I had severe hypoglycemia in my youth. At age seventeen, I did a "college level" paper on functional hypoglycemia in some advanced placement high school class.

Functional Hypoglycemia means "your body just works that way and we do NOT know why." There are other types of hypoglycemia that get other labels.

Findings in my paper from over forty years ago:
  • There were no known drugs to treat it.
  • Taking megadoses of vitamins helped but no one knew why.
  • Contrary to what seems like it would help, eating sugar to raise your low blood sugar is about the absolute worst thing you can possibly do.
If you have functional hypoglycemia -- which means low blood sugar with NO KNOWN CAUSE -- here is the recommended dietary approach to managing it:
  • Eat FREQUENT small meals. Eat five to six times a day instead of only THREE.
  • Avoid processed sugars and other carbs that are quickly metabolized. You want SLOW BURNING FOODS.
  • Fats, proteins and complex carbohydrates (aka "brown grains") are your friend.
  • Do NOT ever DRINK sugary drinks. This includes fruit juices with added sugars. They are the work of the devil.
  • Do NOT rely heavily on sugar substitutes as your solution.

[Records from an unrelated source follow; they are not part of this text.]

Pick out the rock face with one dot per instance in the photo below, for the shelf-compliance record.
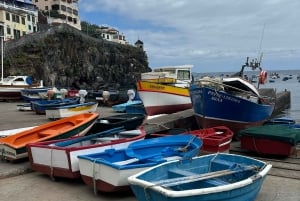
(65, 57)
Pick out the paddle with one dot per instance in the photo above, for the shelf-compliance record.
(188, 179)
(136, 158)
(88, 137)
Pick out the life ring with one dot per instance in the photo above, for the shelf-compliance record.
(263, 77)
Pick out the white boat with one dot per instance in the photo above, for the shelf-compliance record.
(69, 110)
(5, 133)
(108, 171)
(58, 158)
(165, 90)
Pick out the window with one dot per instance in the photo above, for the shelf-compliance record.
(63, 7)
(8, 16)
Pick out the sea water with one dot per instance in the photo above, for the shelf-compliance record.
(292, 84)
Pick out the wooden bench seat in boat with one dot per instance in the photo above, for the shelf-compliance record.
(46, 133)
(212, 181)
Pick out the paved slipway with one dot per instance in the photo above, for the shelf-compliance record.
(20, 185)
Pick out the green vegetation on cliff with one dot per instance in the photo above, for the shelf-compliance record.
(65, 57)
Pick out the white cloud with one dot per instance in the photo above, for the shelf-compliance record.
(186, 31)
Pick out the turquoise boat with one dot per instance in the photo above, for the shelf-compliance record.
(215, 177)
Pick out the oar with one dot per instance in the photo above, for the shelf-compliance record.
(136, 158)
(188, 179)
(89, 137)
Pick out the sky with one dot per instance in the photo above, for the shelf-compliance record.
(211, 35)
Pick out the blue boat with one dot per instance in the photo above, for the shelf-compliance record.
(231, 102)
(122, 107)
(40, 106)
(215, 177)
(108, 171)
(280, 120)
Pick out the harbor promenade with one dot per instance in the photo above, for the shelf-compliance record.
(19, 183)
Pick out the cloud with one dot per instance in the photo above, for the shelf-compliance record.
(204, 32)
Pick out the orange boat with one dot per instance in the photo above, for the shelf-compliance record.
(13, 147)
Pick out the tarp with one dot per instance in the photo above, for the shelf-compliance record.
(284, 133)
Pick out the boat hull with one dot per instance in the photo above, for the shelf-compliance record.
(214, 108)
(108, 171)
(13, 147)
(163, 98)
(58, 158)
(40, 106)
(69, 110)
(189, 184)
(128, 121)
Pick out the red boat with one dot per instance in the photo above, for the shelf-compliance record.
(270, 139)
(215, 139)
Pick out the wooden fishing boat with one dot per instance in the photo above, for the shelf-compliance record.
(127, 121)
(34, 94)
(58, 158)
(40, 106)
(122, 107)
(11, 86)
(70, 109)
(215, 139)
(231, 102)
(210, 177)
(24, 107)
(13, 147)
(165, 90)
(5, 133)
(280, 120)
(108, 171)
(276, 139)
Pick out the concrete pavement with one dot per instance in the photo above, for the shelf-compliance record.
(19, 183)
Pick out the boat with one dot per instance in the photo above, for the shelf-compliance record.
(122, 106)
(280, 120)
(231, 102)
(217, 177)
(108, 171)
(58, 158)
(127, 121)
(215, 139)
(63, 111)
(165, 89)
(273, 139)
(33, 94)
(24, 107)
(11, 86)
(13, 147)
(5, 133)
(40, 106)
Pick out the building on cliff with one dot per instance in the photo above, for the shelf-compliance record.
(60, 11)
(17, 18)
(111, 34)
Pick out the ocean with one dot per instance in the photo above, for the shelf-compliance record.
(292, 84)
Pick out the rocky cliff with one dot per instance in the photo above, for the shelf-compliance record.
(65, 57)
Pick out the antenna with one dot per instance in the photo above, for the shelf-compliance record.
(261, 39)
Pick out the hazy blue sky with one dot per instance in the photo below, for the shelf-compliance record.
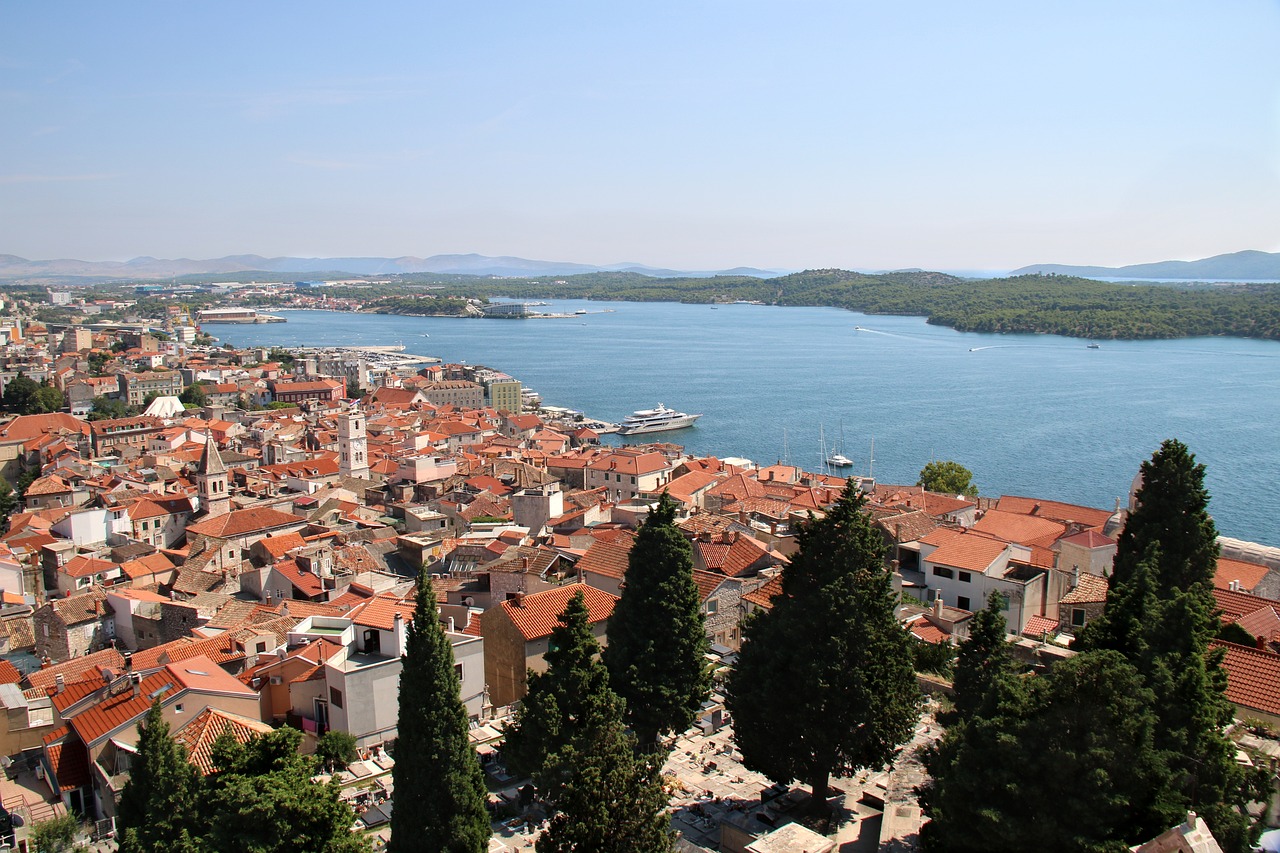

Just learn to consume less sugary foods and LIKE IT, fool. (Learn to add flavor some other way: Butter, spices.)
  • Read labels, read labels, read labels and learn the zillion and one words that all mean "sugar." (Many of them end in "-ose": Sucrose, lactose, fructose...etc.)
  • You may want to go easy on the caffeine. SOME caffeine is okay, but not large amounts of it. (Diet coke: Okay. Coffee: Can be problematic.)
I spent a few years in my twenties ordering unsweetened tea at fast food places, bringing my own diet coke to social gatherings (actually, I did this second thing for YEARS and still sometimes do it) and eating very, very, very carefully so I would not wake up from nightmares every night about RUNNING from something.

If your blood sugar drops too low, your body releases adrenaline to access stored sugars in the liver as a crisis management thing and if you frequently have low blood sugar, there may be no stored sugars to draw upon. So you get a spike of adrenaline, you have a fight-or-flight response and it may in no way help your blood sugar.

If you are sleeping when this occurs, it typically triggers bad dreams, usually of you RUNNING from something. (What you run from will draw upon your particular socio-psychic experiences. I was usually running from dogs or werewolves. I don't much like dogs, to put it mildly.)

In addition to eating carefully ALL DAY, EVERY DAY, I ate a high fat, high protein bedtime snack with few or no carbs (or potatoes if I had to have carbs). So like bacon and eggs, something with cheese or leftover roulade and potatoes.

When I first started managing my issue with diet, I STILL sometimes woke up in the middle of the night with my blood sugar in the basement. I would microwave myself a scrambled egg as the quick, easy high protein answer. Over time, I STOPPED having that happen.

When I did have sweets, they tended to be on the fatty side, like cheesecake. That was less triggering of blood sugar issues.